Thank you again, Maria, for such a kind gift - you can be sure that this will be safetly ensconced within my treasured cabinet of Lovecraftian curiosities.
Thursday, August 04, 2016
Today's item I picked up scant hours ago: the 2nd edition of Mansions of Madness by Fantasy Flight Games - a kind of miniatures-based investigative dungeoncrawl set in 1920s Lovecraft country, where players seek to solve various Cthulhu Mythos-related mysteries by exploring the kind of gambrel-roofed architecture one imagines as typical of the Lovecraftian milieu. Helpfully, this edition also comes with a convesrion kit that allows me to use most of the key components that appeared in the first edition; unlike that edition, this one is playable solitaire. Nice.
Wednesday, August 03, 2016
Current 93's 22 minute delivery of Thomas Ligotti's prose poem I Have a Special Plan for This World is best experienced than described, other than to say the oddly beautiful monologued content is 'typical' nihilistic Ligotti fare outlining the (presumably unreliable) narrator's ultimately disasterous attempt to enact their Special Plan. That is probably where I shall leave this, other than to say this is one of the more disturbing things I have listened to - it is also oddly addictive, in that when I do revisit I Have a Special Plan for This World, I find myself subjecting it to multiple continuous listenings.
Tuesday, August 02, 2016
Today's entry involves the true story of a (seemingly) mysterious disappearance relating to the print displayed above. Whilst living in Leeds in the 1990s a friend of mine introduced me to Brian Ward, creator of the above piece. For those familiar with the early UK Chaos Magick scene, Ward was also the artist whose Lovecaftian art illustrated the cover and interiors of Peter J. Carroll's Liber Null & Psychonaut.
These illustrations can be viewed in their entirety within the following blog post - I can confirm (from the all-too-brief discussions I had with Brian), that the Liber Null & Psychonaut images were partially inspired by Lovecraft's work; I can also confirm Carroll's assesment on said blog that Brian was, indeed, a 'strangely secretive character'. As the blgger notes, these illustrations were also used - without Brian's permission, it turns out (I was, in fact, the person who brought this to his attention) - as the basis of two scenes involving the Many-Angled Ones in Grant Morrison's Zenith comic-strip; unfortunately I can't find images of these online (and my Zenith hardcopies are in storage), but they can be viewed in issues 2 and 4 of Zenith Phase 1.

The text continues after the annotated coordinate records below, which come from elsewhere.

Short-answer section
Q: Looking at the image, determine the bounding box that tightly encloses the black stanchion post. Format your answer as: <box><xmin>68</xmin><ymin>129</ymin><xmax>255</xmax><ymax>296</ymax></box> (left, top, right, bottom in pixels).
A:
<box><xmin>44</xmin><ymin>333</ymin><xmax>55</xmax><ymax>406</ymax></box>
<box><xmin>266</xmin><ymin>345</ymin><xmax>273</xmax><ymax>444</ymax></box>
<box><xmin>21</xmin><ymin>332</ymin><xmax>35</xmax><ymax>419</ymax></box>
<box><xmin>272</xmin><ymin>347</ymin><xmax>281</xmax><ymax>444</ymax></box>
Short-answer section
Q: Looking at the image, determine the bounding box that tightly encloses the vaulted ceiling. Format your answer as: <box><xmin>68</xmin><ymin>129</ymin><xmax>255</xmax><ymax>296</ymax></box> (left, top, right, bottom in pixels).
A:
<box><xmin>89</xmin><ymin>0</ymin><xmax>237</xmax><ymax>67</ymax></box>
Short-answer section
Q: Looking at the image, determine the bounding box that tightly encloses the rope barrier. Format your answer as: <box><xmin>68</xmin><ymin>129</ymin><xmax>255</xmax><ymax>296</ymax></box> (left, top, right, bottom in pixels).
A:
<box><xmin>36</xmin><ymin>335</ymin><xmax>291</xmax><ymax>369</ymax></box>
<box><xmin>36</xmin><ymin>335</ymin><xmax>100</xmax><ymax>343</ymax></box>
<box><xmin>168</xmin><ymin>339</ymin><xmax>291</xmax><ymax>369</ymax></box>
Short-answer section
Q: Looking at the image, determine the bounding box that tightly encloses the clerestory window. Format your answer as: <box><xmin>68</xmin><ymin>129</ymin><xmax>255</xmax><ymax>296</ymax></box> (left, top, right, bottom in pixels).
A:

Regardless, I only met Brian on a couple of occasions at his flat in Leeds (so make no claim to knowing him well); however, the final time I saw him he gave me a signed copy of the above print (I have no idea why he decided to gift me with this), telling me that the entity depicted in the centre of the image had appeared to him in a dream, informing him that he would soon be taking a journey to France (possibly Rennes-le-Chateau?) where he would undertake an intiatory journey and lose an eye. Our mutual friend later informed me that Brian had, indeed, left Leeds (although apparently no one knew where to). My understanding is that neither Brian nor his art have since resurfaced - indeed, this may be the first time that a 'new' Brian Ward piece has been seen online.